Endoscopy and Endoscopic Ultrasound
Endoscopy is an important method for localizing and characterizing NENs, particularly for those in the gastrointestinal tract. Endoscopy combined with pathological biopsy facilitates diagnosis and classification of gastrointestinal NENs. Endoscopic ultrasound (EUS) is widely used for the localization of gastrointestinal and pancreatic NENs and for evaluating the depth of gastric or rectal NEN infiltration. Modern electronic endoscopy and EUS have become crucial tools in diagnosing digestive system NENs.
Pathological Examination
Pathological examinations, including histological staining and immunohistochemical analysis of tumor markers, are of paramount importance in diagnosing NENs. Histological staining determines tumor size, vascular or nerve infiltration, and mitotic activity under high magnification, which aids in differentiating the malignancy grade of the tumor. Immunohistochemical staining for specific markers in tumor cells, such as silver staining for neuroendocrine cells, also helps in classifying the type of NEN.
Treatment and Prognosis
The management of NENs commonly involves a multidisciplinary approach. Treatment modalities primarily include surgical intervention, pharmacological therapy, and supportive care. The main objectives of treatment are to manage clinical symptoms caused by excessive hormone or biologically active substance secretion and to suppress tumor growth and spread. Surgical resection of the primary tumor remains the only curative option. In patients diagnosed with resectable NENs and fit for surgery, resection of the primary tumor should be considered as early as possible after evaluating the disease.

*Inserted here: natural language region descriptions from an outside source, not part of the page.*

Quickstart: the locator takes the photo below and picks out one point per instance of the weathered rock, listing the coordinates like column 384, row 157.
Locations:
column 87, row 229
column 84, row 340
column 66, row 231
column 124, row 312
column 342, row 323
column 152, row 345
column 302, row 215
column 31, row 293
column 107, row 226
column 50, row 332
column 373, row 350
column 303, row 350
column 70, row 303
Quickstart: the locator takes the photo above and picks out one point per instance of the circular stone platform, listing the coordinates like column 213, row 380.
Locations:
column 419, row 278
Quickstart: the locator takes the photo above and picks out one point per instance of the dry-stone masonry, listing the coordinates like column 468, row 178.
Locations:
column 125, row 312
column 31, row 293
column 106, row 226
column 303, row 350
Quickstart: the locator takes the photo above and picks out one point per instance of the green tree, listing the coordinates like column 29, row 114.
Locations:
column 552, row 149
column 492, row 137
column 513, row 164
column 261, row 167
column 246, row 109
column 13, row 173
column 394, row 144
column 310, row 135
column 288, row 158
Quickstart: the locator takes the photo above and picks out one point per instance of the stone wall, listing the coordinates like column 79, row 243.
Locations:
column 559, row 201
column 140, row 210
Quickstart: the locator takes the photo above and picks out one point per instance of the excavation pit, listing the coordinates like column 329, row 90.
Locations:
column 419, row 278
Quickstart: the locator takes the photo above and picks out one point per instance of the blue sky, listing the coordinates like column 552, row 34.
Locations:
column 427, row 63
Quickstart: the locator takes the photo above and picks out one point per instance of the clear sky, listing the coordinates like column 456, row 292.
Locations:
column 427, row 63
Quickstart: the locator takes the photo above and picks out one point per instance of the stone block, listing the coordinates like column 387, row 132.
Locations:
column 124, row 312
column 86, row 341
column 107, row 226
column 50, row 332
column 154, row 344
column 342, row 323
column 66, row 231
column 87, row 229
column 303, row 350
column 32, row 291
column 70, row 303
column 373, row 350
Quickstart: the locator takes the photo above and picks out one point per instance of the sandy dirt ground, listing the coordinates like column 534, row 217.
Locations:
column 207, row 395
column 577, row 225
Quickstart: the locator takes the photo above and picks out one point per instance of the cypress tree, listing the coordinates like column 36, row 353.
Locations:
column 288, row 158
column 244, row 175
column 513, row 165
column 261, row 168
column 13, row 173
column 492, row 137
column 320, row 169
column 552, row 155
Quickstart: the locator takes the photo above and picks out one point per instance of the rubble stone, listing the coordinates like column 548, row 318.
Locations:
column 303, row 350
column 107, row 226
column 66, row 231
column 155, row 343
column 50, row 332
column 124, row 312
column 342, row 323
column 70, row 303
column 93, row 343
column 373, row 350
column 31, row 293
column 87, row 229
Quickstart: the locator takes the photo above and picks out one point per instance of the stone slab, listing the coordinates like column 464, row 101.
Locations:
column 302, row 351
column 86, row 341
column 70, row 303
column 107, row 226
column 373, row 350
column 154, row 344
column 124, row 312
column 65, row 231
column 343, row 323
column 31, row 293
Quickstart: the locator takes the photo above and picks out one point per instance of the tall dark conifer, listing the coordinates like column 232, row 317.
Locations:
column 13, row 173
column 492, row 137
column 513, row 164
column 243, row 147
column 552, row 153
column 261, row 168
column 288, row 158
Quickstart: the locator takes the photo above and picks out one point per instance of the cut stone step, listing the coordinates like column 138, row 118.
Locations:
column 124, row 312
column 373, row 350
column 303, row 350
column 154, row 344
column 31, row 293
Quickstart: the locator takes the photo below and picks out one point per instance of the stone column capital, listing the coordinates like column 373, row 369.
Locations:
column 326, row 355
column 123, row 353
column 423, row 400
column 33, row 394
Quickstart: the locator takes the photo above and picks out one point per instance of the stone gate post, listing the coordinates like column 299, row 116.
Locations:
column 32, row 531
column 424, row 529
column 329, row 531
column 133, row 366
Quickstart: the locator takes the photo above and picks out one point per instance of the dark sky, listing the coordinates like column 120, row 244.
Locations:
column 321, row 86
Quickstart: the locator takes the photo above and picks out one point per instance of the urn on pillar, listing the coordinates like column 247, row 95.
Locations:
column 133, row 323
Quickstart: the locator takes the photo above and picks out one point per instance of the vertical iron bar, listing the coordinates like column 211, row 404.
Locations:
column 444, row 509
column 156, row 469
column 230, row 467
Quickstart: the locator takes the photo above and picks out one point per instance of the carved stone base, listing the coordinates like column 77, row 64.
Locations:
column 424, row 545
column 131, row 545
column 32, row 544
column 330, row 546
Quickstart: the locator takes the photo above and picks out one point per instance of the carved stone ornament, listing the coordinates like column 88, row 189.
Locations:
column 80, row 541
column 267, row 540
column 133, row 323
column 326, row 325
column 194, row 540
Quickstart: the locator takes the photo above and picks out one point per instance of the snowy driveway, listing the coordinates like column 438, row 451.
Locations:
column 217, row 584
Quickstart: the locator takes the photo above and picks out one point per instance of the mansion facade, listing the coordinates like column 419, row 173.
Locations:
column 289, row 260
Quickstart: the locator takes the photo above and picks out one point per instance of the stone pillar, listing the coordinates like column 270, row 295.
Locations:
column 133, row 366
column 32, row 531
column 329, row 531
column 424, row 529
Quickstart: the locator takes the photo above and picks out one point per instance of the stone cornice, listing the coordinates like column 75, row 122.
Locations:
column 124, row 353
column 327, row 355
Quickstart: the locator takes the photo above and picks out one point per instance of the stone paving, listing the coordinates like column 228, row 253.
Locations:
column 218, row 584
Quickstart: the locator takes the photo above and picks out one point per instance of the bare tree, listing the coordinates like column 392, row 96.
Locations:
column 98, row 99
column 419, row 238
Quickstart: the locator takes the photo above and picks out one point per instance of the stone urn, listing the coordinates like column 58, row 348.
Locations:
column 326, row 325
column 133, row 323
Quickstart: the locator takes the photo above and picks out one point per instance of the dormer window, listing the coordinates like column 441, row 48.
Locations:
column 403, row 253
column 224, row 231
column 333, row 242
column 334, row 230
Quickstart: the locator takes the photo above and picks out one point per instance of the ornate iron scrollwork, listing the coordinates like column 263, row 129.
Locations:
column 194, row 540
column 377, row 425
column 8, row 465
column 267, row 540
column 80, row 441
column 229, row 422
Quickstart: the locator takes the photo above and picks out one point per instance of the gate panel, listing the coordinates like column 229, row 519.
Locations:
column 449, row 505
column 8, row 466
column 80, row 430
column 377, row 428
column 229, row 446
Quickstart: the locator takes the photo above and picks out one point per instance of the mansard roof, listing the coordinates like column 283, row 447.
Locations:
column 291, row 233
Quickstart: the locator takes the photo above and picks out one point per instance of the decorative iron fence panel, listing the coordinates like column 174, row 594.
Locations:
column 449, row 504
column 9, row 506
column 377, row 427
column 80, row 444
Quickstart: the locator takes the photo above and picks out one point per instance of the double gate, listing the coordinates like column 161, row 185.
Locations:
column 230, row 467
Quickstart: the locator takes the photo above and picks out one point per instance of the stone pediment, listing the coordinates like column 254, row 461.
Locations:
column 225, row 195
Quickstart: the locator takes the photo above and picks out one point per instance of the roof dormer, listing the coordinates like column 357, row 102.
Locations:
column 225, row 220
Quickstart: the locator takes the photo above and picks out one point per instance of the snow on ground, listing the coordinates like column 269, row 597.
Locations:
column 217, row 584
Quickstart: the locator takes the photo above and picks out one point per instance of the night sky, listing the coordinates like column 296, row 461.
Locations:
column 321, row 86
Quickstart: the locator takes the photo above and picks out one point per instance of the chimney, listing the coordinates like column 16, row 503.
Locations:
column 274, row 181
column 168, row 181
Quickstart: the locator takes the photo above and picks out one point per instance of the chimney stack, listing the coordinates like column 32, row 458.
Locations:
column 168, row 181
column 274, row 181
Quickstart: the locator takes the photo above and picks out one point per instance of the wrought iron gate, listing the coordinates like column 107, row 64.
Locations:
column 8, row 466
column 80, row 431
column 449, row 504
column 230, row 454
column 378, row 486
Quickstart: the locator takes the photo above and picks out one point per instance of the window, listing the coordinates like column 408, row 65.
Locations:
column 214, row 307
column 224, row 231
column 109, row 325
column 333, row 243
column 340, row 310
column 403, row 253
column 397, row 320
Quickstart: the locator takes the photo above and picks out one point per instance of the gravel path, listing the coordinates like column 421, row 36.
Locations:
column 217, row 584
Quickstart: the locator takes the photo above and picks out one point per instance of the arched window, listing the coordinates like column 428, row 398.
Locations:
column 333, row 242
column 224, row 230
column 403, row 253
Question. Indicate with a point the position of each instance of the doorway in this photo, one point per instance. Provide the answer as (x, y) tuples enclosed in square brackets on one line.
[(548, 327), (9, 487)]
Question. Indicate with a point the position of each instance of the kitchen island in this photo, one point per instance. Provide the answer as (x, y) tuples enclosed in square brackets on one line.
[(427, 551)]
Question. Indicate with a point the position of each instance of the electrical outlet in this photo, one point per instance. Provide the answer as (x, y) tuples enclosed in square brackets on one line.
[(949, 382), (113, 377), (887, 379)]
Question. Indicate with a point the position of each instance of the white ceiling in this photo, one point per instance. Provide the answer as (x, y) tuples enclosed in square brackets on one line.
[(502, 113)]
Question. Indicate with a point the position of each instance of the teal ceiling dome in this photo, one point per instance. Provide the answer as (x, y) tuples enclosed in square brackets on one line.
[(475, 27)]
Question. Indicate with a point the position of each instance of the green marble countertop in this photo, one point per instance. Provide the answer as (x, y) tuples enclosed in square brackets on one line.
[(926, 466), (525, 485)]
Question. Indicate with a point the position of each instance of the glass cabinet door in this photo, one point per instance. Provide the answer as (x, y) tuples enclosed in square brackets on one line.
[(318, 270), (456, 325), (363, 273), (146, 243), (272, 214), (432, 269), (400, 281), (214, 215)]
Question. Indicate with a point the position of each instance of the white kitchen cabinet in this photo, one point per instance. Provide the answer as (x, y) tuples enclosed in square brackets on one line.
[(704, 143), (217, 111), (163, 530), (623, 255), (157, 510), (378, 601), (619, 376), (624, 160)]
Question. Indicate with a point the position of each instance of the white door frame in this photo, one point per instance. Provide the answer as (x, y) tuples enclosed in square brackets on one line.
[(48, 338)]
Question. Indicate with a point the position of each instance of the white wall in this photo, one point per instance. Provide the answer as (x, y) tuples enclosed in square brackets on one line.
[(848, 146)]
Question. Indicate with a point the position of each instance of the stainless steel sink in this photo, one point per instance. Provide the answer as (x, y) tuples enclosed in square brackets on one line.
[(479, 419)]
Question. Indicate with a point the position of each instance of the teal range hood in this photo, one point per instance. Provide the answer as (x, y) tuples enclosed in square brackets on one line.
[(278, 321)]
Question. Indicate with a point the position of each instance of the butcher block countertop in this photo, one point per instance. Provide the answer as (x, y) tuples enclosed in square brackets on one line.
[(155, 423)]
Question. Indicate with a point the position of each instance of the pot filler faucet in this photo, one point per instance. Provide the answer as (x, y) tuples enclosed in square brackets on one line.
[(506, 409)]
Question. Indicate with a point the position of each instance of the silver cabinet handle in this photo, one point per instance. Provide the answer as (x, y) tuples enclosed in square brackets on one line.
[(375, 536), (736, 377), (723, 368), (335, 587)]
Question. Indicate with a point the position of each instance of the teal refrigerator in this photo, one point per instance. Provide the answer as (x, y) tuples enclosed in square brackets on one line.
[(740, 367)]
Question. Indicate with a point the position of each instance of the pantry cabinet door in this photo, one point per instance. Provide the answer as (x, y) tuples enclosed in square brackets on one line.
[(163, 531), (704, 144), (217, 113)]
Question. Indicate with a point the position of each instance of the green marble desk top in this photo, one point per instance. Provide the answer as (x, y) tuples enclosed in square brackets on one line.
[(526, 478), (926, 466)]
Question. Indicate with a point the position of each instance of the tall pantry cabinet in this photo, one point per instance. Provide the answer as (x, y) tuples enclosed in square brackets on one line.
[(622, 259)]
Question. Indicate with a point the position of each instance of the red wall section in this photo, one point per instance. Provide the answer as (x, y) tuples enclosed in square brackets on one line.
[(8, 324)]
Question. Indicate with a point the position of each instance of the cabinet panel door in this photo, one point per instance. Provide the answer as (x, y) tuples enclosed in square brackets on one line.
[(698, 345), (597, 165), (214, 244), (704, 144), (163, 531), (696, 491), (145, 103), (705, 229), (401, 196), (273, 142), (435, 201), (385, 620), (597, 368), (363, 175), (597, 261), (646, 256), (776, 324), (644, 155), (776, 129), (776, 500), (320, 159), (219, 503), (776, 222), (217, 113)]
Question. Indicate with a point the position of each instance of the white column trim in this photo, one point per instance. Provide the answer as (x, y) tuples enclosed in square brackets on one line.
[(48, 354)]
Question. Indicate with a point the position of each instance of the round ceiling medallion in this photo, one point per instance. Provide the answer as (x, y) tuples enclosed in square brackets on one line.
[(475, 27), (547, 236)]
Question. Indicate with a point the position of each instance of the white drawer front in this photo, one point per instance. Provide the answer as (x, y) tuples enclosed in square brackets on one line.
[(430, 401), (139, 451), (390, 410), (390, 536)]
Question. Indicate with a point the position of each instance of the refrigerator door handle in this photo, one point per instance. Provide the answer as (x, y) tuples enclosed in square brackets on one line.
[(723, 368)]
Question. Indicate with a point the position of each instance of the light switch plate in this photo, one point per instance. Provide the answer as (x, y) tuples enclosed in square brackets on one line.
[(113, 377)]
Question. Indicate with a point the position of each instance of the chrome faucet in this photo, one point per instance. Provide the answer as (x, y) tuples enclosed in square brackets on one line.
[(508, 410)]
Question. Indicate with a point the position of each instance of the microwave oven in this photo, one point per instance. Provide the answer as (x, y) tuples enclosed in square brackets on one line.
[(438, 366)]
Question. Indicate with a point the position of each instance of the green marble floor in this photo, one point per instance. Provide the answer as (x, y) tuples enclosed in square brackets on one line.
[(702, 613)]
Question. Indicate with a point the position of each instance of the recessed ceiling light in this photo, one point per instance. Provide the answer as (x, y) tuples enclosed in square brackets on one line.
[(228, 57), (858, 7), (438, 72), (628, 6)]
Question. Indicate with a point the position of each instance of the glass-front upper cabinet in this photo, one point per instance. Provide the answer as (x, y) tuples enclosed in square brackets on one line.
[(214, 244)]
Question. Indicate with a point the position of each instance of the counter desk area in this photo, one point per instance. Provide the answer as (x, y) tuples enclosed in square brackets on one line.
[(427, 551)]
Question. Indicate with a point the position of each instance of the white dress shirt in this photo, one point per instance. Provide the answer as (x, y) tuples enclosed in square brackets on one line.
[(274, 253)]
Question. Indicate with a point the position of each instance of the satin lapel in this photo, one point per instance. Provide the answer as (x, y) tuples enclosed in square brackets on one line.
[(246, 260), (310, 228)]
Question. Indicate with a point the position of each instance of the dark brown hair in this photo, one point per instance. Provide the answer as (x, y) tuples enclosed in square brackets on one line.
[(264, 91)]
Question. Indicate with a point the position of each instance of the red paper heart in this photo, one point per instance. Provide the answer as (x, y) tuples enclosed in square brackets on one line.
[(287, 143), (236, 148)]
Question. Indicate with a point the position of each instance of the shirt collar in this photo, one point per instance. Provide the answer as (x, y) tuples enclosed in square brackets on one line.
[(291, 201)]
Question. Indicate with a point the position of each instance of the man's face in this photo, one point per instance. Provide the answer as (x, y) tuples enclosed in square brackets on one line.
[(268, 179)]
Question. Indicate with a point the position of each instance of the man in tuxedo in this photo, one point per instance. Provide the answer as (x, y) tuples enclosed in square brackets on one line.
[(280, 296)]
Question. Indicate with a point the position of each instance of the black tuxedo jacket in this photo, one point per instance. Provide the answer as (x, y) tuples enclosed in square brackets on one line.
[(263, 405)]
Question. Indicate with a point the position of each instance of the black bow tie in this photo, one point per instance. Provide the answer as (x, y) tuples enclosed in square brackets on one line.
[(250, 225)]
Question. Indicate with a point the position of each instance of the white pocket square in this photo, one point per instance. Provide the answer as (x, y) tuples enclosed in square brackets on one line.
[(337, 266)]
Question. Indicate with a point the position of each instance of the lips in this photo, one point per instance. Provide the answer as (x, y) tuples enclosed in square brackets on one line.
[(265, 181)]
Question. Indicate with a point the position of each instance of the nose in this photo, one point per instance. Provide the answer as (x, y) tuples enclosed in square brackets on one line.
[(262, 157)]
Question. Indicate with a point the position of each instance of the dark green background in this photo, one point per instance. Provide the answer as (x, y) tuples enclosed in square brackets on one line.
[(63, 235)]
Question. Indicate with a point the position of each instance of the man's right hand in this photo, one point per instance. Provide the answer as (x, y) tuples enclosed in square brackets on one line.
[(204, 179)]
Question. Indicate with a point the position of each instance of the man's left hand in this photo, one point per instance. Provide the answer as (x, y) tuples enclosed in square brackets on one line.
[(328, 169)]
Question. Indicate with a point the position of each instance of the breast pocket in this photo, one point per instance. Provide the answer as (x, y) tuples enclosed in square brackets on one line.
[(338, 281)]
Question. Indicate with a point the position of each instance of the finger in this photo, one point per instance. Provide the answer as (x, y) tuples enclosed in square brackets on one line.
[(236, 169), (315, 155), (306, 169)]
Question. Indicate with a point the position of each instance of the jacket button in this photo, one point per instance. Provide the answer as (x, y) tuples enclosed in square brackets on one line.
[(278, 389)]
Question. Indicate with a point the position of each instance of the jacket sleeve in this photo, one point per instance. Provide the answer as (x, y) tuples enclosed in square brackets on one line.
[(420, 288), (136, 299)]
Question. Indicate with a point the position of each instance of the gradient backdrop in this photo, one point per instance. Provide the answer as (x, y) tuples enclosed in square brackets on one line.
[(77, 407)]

For patients presenting with metastatic disease or those unable to tolerate surgery at the time of diagnosis, pharmacological therapies may be used for disease control. These therapies are also applicable during preoperative preparation or postoperative management. In cases of hormone overproduction, hormone secretion inhibitors or receptor antagonists may be administered. For highly malignant neuroendocrine tumors, therapies such as radiotherapy, chemotherapy, immunotherapy, or combination treatments might also achieve certain efficacy.
Lifelong follow-up is necessary for all NEN patients and typically includes monitoring clinical symptoms, biochemical markers, and imaging studies. Due to the high heterogeneity of NENs, clinical prognosis depends on factors such as tumor location, functional status, pathological differentiation, tumor grading and staging, as well as the treatment approach adopted.